For instance who do you think has the largest small boat navy in the world? Iran? China? Some corporate entity? Try the United States Army. That fact is so surprising (most people are surprised that the Army even HAS ships) that most people are baffled and at a loss to explain it. Would it surprise you that the Army still maintains the ability (if in a limited fashion) to conduct seaborne assaults? To prevent inter-service rivalry, this fact is not often touted, but the ability is still there. It's not just equipment though.
The American Soldier and Marine is expected to be able to adapt and overcome no matter what climate, environment, or situation they are dropped in. How does one train for the mountains of Afghanistan? We have very few peaks that can match their rugged terrain, and even so it would be impractical to run more than a few companies at a time through such training. We can train in Jungle, Desert, and certain winter environments, we can simulate many environments for tactical purposes, but the problem is that each require different tactics. How many tank battalions were there in Vietnam as opposed to say Desert Storm? You can run whole divisions across the desert, whereas, in the jungle you might have one or two tanks supporting light infantry battalions.
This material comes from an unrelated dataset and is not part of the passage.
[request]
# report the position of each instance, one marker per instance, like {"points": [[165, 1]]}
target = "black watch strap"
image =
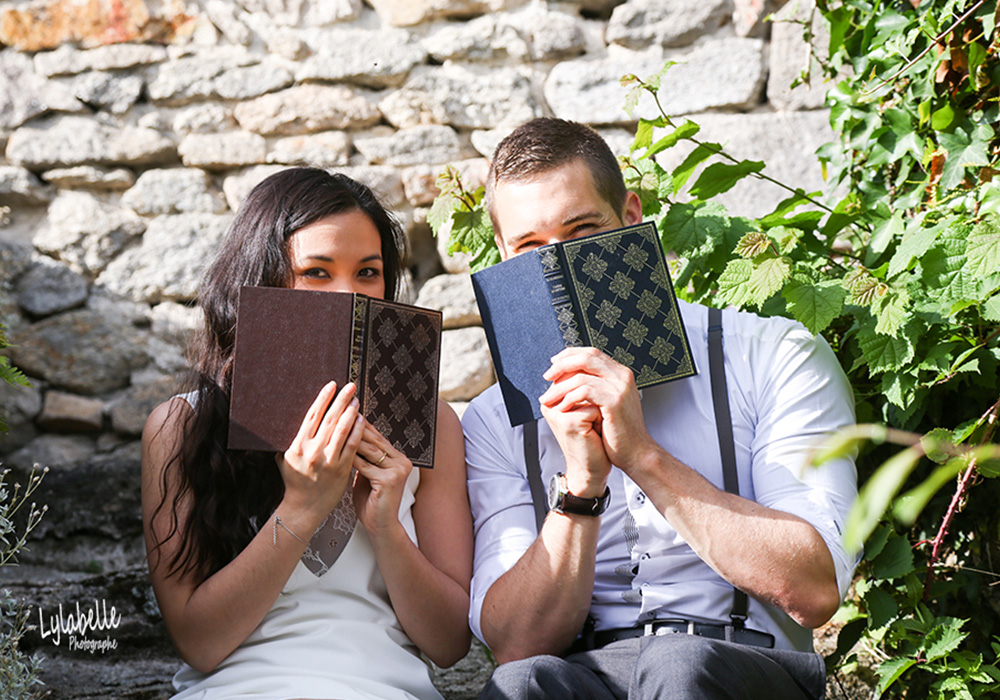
{"points": [[562, 501]]}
The problem is in this post-cold war world, war hasn't gone away. The Soviets aren't going to attack the Fulda Gap anytime soon, but that does not mean that we must not be prepared for a similar scenario. The Airborne hasn't made a true combat drop since Korea (Operation Junction City, was not a true combat jump, and the assault on Bashur Airbase hardly seems like a "combat drop" when there were Spec Ops teams sitting in lawn chairs on the DZ) but that does not mean that all six Airborne Brigades do not train as though they might.
The problem is that policy makers and bean counters alike don't like the budget it takes to have "the best trained fighting force in the world". For the military to prepare for a war they are often given direction by congress as to what enemy they should prepare to fight. More often than not the policy makers are wrong and the military has to figure it out after the war's already begun. Getting elected leaders to sit and talk about the threats they face is much like pulling teeth from an alligator. Even accepting that there might be a war will send certain politicians into a tizzy.
Our military is functioning on the inertia. As the decade changes with a massive debt on our back, we're going to have to ask what kind of military we want. The tanks and APCs of the Cold war are ill suited to the mountains of Afghanistan, and the insurgency warfare that has become a worldwide problem, but the light infantry does not have the same tactical maneuverability that those tanks would. You can specialize your tactics once you're actually fighting an enemy, but until you are you must be a generalist, and that costs money.